Carte de visite photograph; portrait of C.M. Clay sitting, wearing suit with hands in lap; printed on reverse "Published by/ E. & H. T. ANTHONY, / 501 Broadway, / New York. / EA. / FROM / PHOTOGRAPHIC NEGATIVE / in / BRADY'S / National Portrait Gallery"; written above photographic information in pencil "C. M. Clay."

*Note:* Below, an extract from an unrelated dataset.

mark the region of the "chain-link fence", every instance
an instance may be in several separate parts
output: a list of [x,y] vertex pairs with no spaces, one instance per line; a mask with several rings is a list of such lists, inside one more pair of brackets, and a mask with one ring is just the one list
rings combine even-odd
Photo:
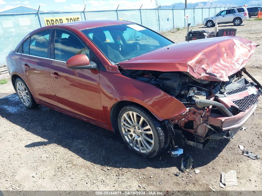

Cassius Marcellus Clay was born October 19, 1810 near Lexington, Kentucky on a slaveholding plantation. He attended Transylvania University in Kentucky then earned a law degree at Yale University. Hearing abolitionist William Lloyd Garrison at Yale awakened Clay’s anti-slavery views; he freed the slaves he legally owned in 1844. In 1845 Clay began an abolitionist newspaper, the True American, in Lexington, which proved to be a risky endeavor; it failed in 1846. Though Clay sparked controversy with the True American and his antislavery orations, he did not back down from his emancipationist views. Clay served as a captain in the Kentucky Militia during the Mexican-American war and he served for a short while as a Major General in the Civil War. From 1863-1869 he served as Minister to Russia, aiding in negotiations that resulted in the purchase of Alaska in 1867. Clay retired to the family plantation in Kentucky and passed away on July 22, 1903; his funeral was attended by both members of the white and African-American community. A newspaper remarked, "...the negroes were lined up to pay their last respects to the man whom they honored as the Abraham Lincoln of Kentucky." Clay is buried in Richmond, Kentucky.